According to a recent report by the Mortgage Bankers Association on Commercial and Multi-Family Crime, U.S. sales and multi-family crime declined in the fourth quarter of 2021.

“Commercial and multi-family transactions continue to decline, with crime rates lower or lower for each group of traders,” said Jamie Woodwell, senior vice president of commercial real estate research at MBA. “In some jurisdictions, cases appear to be escalating for one reason or another. For some, lenders and employees continue to pay debts that have been hit by the plague. For others, the reporting process may reflect debts or other debts if they are back on track.

The quarterly MBA survey looks at fraud/fraud rates in five major business groups: retail banks and savings, mortgage-backed securities (CMBS), life insurance companies, and Fannie Mae and Freddie Mac. Together, these groups account for more than 80 percent of the remaining retail / multi-family mortgage debt. An MBA audit covers the steps that each group of traders uses to determine the performance of their loans. Because each investment group drives crime in its way, incomparable crime from one group to another. As one example, Fannie Mae reports debts that become tolerant of payment as fraudulent, while Freddie Mac does not account for those debts if the debtor complies with the settlement agreement.

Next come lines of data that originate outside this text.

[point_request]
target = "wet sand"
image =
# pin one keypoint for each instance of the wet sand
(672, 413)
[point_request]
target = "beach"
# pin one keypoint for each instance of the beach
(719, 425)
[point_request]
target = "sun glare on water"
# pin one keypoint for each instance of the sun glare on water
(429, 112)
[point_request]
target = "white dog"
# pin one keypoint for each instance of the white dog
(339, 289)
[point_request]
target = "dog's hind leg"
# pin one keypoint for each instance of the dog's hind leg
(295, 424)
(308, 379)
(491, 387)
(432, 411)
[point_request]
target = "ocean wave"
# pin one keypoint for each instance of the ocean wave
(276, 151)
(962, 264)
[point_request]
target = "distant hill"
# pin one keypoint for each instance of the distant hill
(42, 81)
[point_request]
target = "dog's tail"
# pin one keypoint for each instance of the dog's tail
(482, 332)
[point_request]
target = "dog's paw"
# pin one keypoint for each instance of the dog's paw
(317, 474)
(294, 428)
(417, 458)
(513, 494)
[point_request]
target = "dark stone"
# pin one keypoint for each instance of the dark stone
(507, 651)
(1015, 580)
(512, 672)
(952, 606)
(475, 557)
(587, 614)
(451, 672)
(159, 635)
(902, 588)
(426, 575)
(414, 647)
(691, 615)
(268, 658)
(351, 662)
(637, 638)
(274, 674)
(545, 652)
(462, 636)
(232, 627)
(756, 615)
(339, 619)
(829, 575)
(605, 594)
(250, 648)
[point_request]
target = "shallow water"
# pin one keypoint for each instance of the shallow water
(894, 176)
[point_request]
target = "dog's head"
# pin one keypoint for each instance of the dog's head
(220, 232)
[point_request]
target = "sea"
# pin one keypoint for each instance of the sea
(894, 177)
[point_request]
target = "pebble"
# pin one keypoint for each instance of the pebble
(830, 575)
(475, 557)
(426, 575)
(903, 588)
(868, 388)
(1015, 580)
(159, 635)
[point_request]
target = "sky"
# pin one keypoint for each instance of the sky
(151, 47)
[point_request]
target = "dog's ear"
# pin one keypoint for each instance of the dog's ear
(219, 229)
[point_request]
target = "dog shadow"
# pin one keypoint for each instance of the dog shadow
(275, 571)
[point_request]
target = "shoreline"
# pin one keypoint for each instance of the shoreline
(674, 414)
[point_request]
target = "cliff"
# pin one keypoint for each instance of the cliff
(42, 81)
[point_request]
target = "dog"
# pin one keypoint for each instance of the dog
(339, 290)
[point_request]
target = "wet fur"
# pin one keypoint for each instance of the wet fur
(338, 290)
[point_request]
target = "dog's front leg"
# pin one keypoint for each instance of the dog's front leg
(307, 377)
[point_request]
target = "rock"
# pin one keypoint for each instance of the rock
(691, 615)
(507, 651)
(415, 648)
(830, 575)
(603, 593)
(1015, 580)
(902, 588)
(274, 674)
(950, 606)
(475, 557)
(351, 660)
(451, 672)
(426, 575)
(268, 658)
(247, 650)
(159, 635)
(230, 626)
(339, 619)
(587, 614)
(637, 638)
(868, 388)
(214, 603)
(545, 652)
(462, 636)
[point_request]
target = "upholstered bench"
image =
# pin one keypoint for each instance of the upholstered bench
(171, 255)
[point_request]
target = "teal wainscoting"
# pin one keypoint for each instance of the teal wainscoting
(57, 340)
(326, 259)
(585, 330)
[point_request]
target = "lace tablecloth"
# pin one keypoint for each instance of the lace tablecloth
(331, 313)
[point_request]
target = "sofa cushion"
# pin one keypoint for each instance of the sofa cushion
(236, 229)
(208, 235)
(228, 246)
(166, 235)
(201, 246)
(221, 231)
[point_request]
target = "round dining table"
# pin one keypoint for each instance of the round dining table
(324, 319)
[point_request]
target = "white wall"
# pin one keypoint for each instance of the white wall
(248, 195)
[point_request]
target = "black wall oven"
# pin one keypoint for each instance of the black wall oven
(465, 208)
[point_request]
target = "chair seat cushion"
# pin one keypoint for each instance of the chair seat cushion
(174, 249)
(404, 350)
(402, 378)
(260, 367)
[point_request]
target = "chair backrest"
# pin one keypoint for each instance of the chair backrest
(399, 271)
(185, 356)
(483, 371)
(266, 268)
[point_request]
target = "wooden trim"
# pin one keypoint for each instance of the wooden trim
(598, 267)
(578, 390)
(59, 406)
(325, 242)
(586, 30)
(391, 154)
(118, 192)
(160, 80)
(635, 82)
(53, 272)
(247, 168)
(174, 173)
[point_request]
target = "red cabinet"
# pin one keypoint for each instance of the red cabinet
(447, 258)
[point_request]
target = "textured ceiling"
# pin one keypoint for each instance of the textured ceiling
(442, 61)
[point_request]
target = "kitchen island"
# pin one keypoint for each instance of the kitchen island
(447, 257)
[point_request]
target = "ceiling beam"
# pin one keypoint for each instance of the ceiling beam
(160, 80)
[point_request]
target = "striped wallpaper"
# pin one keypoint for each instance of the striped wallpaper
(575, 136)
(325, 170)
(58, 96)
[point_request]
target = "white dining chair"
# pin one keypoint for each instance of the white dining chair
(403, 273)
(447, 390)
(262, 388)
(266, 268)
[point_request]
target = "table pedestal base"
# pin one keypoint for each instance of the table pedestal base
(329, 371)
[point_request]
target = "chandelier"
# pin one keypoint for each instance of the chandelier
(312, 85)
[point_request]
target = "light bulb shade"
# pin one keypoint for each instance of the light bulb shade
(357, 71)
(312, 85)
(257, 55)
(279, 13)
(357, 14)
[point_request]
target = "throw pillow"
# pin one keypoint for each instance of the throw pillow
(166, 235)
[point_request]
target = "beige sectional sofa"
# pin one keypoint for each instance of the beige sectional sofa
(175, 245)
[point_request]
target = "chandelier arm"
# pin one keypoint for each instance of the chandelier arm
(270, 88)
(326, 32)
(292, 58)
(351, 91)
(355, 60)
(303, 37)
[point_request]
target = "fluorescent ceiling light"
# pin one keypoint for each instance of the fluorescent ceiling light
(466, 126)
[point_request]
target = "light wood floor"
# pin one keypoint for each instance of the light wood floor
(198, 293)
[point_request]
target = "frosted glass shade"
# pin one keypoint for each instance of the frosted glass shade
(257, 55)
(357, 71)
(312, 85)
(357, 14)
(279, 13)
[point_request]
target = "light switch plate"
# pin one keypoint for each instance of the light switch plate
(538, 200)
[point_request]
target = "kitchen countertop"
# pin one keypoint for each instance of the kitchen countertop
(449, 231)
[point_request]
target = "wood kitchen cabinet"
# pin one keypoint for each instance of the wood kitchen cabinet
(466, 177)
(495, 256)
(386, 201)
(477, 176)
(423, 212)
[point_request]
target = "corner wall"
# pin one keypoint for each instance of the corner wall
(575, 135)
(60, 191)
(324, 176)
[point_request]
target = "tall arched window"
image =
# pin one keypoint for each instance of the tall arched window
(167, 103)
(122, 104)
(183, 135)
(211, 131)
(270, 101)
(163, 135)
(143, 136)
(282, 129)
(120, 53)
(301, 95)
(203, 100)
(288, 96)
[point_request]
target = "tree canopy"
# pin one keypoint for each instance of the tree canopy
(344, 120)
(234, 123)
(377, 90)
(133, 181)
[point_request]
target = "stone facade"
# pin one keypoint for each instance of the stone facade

According to the outstanding amount of loans (UPB), the fraud rates by each group at the end of the fourth quarter of 2021 were as follows:

• Banks and savings (90 or more days held or not received): 0.59 percent, a decrease of 0.10 percentage points compared to the third quarter of 2021;

• Company life units (60 or more crime days): 0.04 percent, unchanged with a third party;

• Fannie Mae (over 60 days): 0.42 percent, unchanged for a third party;

• Freddie Mac (60 or more days ago): 0.08 percent, 0.04 percent lower than in the third quarter; and

• CMBS (30 days or more or REO): 4.02 percent, down 0.84 percent from the third quarter.